İlahi bir bakış açısı~
Herkes birbirleri ile sarılıyordu. Kardeşler kavuşuyor, sevgililer öpüşüyordu.
Regulus Veronica ve Chrise bakarak konuştu.
Regulus: Aile var burda öğkk..
Sirius : kıskandın mı küçük kardeşim, bak biraz daha kıskan.
Sirius, Remusun kucağına atladı ve onu deli gibi öpmeye başladı, Remus ittirmek istese de ittiremedi ve onun cazibesine karşı koyamadı.
Mattheo Regulus'a baktı ve kahkaha attı.
Mattheo: Olan var olmayan var, kıskanırlarr. Sevgiye doyan var doymayan varr!
Kıkırdadı ve şarkıya devam etti, Regulus kusarmış gibi elini ağzına götürdü.
Evan: Üzülme be Reggie başka bir hikayede Ays seni kendisiyle yapar.
Regulus: Ne..?
Evan: Bişey yok, bişey yok.
Aurora düşünceli bir şekilde oturuyordu, herkese bakarak gülümsüyordu. Koluna bir el dokundu..
Alexander: Ne düşünüyorsun..?
Aurora: Dürüst olmak gerekirse, herşeyi. Bu işin altından kalkabilir miyiz bilmiyorum.. Uzun zamandır Muggle dünyasında yaşıyoruz ve şimdi tekrar buradayız. Evet herkesi korumak için bir arada tutmam lazımdı bunun için kliniği yaptık ama şimdi herşey canımı acıtıyor sanki.
Alexander Aurora'nın yanına oturdu. İkisi birbirlerini dinlemeyi seviyorlardı..

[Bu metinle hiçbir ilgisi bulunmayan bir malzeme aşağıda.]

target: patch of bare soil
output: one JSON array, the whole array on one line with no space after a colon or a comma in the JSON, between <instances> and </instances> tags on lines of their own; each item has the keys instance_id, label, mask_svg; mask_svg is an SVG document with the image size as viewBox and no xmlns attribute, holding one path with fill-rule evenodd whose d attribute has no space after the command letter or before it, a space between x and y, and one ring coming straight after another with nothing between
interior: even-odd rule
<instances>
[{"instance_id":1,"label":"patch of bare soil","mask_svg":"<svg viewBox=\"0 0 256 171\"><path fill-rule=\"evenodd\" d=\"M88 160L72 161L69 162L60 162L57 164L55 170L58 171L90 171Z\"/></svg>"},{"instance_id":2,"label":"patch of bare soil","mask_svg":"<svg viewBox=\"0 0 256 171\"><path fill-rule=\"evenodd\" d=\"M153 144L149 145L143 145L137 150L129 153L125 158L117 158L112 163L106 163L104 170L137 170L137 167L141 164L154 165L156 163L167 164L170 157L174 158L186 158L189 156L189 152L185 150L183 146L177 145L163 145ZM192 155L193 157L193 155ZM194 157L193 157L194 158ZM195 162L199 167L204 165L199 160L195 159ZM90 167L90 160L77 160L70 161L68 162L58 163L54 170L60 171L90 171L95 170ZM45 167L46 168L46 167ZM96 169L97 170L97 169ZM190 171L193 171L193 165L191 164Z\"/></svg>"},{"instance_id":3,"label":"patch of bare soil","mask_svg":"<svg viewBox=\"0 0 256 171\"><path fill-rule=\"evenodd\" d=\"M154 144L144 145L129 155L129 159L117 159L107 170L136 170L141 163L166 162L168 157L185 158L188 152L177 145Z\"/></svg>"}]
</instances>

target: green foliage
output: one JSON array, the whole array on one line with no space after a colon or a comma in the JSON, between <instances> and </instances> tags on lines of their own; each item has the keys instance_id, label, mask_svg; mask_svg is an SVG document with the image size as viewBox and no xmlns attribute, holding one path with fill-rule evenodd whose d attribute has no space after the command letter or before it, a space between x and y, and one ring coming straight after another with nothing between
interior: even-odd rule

Aurora: Barty, onunla klinikte uzun bir süre kaldım ve dürüst olmak gerekirse hoşlanmaya bile başlamıştım..ama sonra Regulus çıka geldi ve tüm gerçekleri bize anlattı. Hafızalarımız yerinde değilken herşey daha güzeldi sanki.. Barty'i olduğu gibi hatırlamıyordum, onu bir doktor olarak tanımıştım ve sevmiştim.
Alexander güldü.
Alexander: Kızım neymiş bu Barty ya? Başka bir hayatta bile tekrar ona tutuluyorsun.. Ne var onda bu kadar anlamıyorum.

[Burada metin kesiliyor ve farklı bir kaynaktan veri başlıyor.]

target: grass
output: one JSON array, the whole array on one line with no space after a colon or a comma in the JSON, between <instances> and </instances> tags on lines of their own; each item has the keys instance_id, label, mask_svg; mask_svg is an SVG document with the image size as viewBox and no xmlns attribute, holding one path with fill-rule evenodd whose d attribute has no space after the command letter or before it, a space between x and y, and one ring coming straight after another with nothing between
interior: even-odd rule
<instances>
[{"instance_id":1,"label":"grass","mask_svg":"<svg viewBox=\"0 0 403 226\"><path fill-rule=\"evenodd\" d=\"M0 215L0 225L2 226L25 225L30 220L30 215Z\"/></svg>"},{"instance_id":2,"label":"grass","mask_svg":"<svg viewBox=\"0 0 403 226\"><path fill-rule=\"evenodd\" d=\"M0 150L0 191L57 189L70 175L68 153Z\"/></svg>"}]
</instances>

Rora'nın gözünden birkaç damla yaş geldi ve hızlıca sildi.
Aurora: İnan bana Alex, çok şey buluyorum, buluyordum. Barty bana bir çok şey öğretti, dönüm noktam oldu. Biliyorsun sende..
Alexander: Bilmez miyim?
İkiside gülüştüler ve ardından gözleri, büyük salona gelen üç kişiye takıldı.
Lina Lestrange, Leo ve Mira Morningstar.
Lina koşarak kardeşi Tina'ya sarıldı ama Regulusu görünce onu hızlıca ittirdi ve Regulusa doğru koşmaya başladı.
Regulus: AL BAŞA BELAYI İMDAT!
Lina: Özlemedin mi bebeğim? Her romatizmam tuttuğunda aklıma sen geldin.
Hepimiz kahkaha attık.
Regulus: Habibi!
Tina : Ne?
Lina: Ne Habibisi Regulus.
Olan biteni sadece Rora anlamıştı ama o da gülmekten birşey yapamıyordu.
Regulus: Habibi! Ley ley..
Rora kendini toparladı ve Regulusun önüne geçti.. Gülmemek için zor duruyordu. Bu Regulus'la aralarında ki imdat çağrısıydı..
Aurora ve Lina uzun bir süre bakıştılar, Rora Linadan ciddi anlamda nefret ediyordu.. Lina bir süre sonra pes ederek bakışlarını indirdi ve kardeşinide koluna takarak uzaklaştılar..
Mira gözlerini Rora'dan kaçırırken,Leo tam tersine herkese dik dik bakıyordu.
Leo: Eski ekibimiz toplanmış.
Chris: Sen ekipten değilsin.
Veronica Chris'i sakinleştirmek yerine her zamanki gibi daha da gaz verdi.
Aurora: Kavga çıkmasın, daha önemli işlerimiz var.
Barty: Evet, mesela dışardaki ordu gibi..
Ethan: Ne ordusu?
Mira: İyice şizofren oldunuz..
Herkes dışarıya çıkıp ne olduğuna bakmak için ayaklanmıştı ki bir anda tam karşılarında,bir portal belirdi.
Aurora gülümsedi
Aurora: Strange?
Portalın içinden Dr.Strange ve Winter Soldier çıktı.
Rora, Bucky'i görünce gözlerini devirdi.
Bucky: Sanada merhaba, favori ex'im.
Anlaşılan artık bizimkilerin bir Misafiri vardı.